The inclusion of this particular Ninth is a puzzle, however, when (for example) in 2019 Franz Welser-Möst led a Christmas Day performance much more in tune with the forward-facing narrative of the set as a whole. We’re left to work out the details of the story for ourselves. Daniel Esser and Lodewijk Collette are credited with responsibility for choosing the recordings but no rationale for their choice is offered, or a history of the orchestra’s Beethoven on record; instead the booklet prints symphony-by-symphony introductions of varying length and insight, a couple of which refer in passing to the relevant conductor.
Such slapdash presentation (in the same livery as the orchestra’s portmanteau Mahler cycle – 4/13) doesn’t do justice to some performances of exceptional interest, such as an Eighth led by Philippe Herreweghe some years before his Pentatone recording, yet considerably more infused with instrumental character, charm and a tension between Beethoven’s observance of 18th-century conventions as well as his subversion of them.
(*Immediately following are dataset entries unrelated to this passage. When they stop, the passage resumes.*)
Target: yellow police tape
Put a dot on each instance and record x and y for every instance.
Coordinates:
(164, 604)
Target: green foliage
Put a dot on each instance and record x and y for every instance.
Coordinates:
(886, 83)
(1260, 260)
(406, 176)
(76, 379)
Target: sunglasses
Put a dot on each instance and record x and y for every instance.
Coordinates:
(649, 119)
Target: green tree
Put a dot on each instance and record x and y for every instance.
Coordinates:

When Jörg Widmann recently talked about the Eighth as ‘the first neoclassical symphony’ he could have had this very performance in mind.
Another highlight is a simply joyous Pastoral from Roger Norrington at his most genial and relaxed, readier than ever to admit ebb and flow (closing out with a glorious, horn-led sunset) and with his ideas realised at an altogether higher level of refinement than in his previous cycles from London and Stuttgart.
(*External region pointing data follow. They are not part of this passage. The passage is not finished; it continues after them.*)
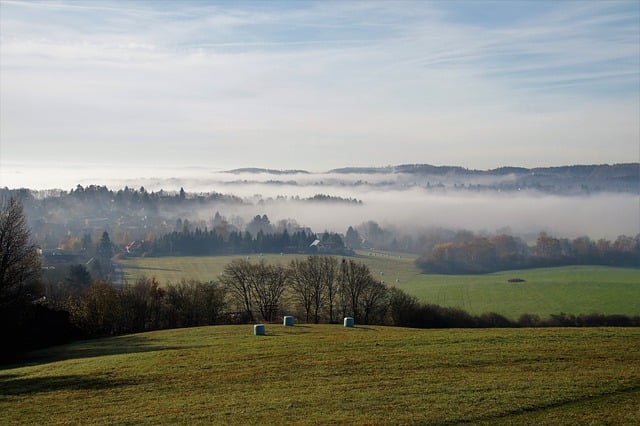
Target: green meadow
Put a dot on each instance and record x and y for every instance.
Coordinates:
(545, 291)
(329, 374)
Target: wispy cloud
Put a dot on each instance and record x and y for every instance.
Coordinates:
(319, 84)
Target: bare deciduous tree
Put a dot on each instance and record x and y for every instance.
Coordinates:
(19, 260)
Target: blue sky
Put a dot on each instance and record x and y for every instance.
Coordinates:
(318, 85)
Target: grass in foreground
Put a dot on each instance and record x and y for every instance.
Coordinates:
(327, 374)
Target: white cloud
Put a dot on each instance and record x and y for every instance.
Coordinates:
(319, 85)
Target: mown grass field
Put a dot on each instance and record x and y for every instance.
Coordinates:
(546, 291)
(328, 374)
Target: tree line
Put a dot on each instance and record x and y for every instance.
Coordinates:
(211, 242)
(317, 289)
(468, 253)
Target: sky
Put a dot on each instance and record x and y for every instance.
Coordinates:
(317, 85)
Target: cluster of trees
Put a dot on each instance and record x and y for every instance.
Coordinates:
(208, 242)
(470, 253)
(319, 289)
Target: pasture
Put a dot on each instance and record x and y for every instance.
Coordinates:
(545, 291)
(328, 374)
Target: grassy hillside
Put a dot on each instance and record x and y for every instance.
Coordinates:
(332, 375)
(546, 291)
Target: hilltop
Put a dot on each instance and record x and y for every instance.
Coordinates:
(329, 374)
One distinguishing feature of the set as a whole is the orchestra’s talent for putting a human face on their playing – often as not a smile. In Leipzig and Munich respectively, Herbert Blomstedt and Mariss Jansons have given us recent Beethoven cycles of scrupulous refinement with old but calorie-counted orchestras. In Amsterdam, their interpretations of the Fourth and Fifth, while a touch slower, spring to life: Jansons finds unlikely kinship with Norrington and Harnoncourt (in charge of a bristling Eroica) in his individual pointing of the Fifth’s Andante con moto without a trace of militaristic swagger but instead breathing the same sweet air as the Pastoral. The First’s opening gambit is both funnier and better tuned than Zinman’s Zurich recording. Carrying less timber than Bernstein’s New York or Vienna recordings, the Scherzo and finale of this Second also take pleasure in their own athletic build and impish wit, though I find the distant sound and placid Larghetto harder to wear.
The Seventh with Carlos Kleiber is a special case. Familiar from its regular reissues on film, now on CD for the first time, it was picked out by his regular correspondent and biographer Charles Barber as a supreme example of the conductor’s art, and the minor-to-major transition of the Allegretto (from 2'46") is unrivalled even by Kleiber’s many other extant performances, led (as are many of the set’s most precious moments) by the Concertgbouw clarinets. I prefer the marginally greater precision and power in reserve of DG’s Vienna recording in the Scherzo and finale, but the choice is invidious. Readers streaming the set will find Kleiber’s Seventh withheld for licensing reasons and replaced by a Kubelík performance from 1962: no replacement at all, really. For the avid Beethoven collector, it’s the CDs or nothing.